I found this article to be incredibly interesting. I had no idea ZEV credits even existed. However, it’s incredibly frustrating that the current ZEV credit market is flooded due to lack of standards. I spent a good deal of time thinking about an alternative for Musk besides lobbying for increased standards, but no reasonable answers present themselves. Perhaps CARB can issue a flat bonus to manufacturers and the manufacturer receives the proportion of its bonus that equals the proportion of total vehicles produced that are ZEV’s. So if the bonus is $100 and 50% of Manufacturer X’s cars produced this year are ZEV, so Manufacturer X gets $50. Obviously it is a fine line between prodding innovation and placing an excessive burden on auto manufacturers (especially American manufacturers given the issues of 2008 that are still being dealt with), but Musk should absolutely be rewarded in some way by being so far ahead of the curve.
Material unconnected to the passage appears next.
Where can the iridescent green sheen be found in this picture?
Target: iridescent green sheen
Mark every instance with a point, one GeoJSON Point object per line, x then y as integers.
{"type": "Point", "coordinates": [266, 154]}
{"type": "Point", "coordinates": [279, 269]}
I think that this post does a great job of both highlighting a nonobvious organization that is undoubtedly affected by climate change, but also interesting ways in which the MLB is affected. From personal experience the amount of electricity consumed by a professional sports stadium is astounding. To further the lighting issue, teams typically have sponsorship contracts where external signage is mandated to be illuminated 24/7. So even if night games are limited there is still a good chance that the lights inside and outside of the stadium will remain on. As you pointed out, the efforts to make stadiums greener are fairly prevalent so hopefully teams will find effective ways to utilize solar or other options to limit the impact of their electric bills.